What is the difference between MCP resources and MCP tools from a security standpoint?

Resources are application-controlled: the host decides what data to load into context. The model reads it but cannot trigger it on its own. Tools are model-controlled: the LLM decides when to call them, which means it can call them without a human in the loop. Read access to a runbook or decision record is a resource. Sending a Slack message or merging a branch is a tool. Treat them differently: resources can be broad; tools should be narrow, annotated honestly, and gated on writes.

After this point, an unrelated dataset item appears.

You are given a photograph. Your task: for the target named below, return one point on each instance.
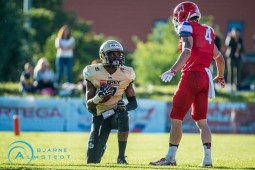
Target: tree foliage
(14, 41)
(26, 37)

How should MCP authentication be structured for agent workloads?

Use OAuth 2.1 with PKCE for remote MCP servers. Issue short-lived access tokens (5 to 60 minutes) and rotate refresh tokens on every use. Add resource indicators (RFC 8707) so each token is valid only for its intended audience. Never pass through a user OAuth token from the host directly to the server - exchange it so the downstream token is scoped to the specific operation and never broader than what the delegating user is allowed to do.

Is tool poisoning a real threat in MCP, and how do you defend against it?

Yes. A 2025 study of 1,899 open-source MCP servers found about 5.5% had tool-poisoning issues: deceptive tool descriptions, injected responses, or data redirected to unauthorized endpoints. Defenses are practical: only connect servers you control or have audited; pin server versions; review tool descriptions before deployment; and apply a human-approval gate on any tool that writes, sends, or deletes.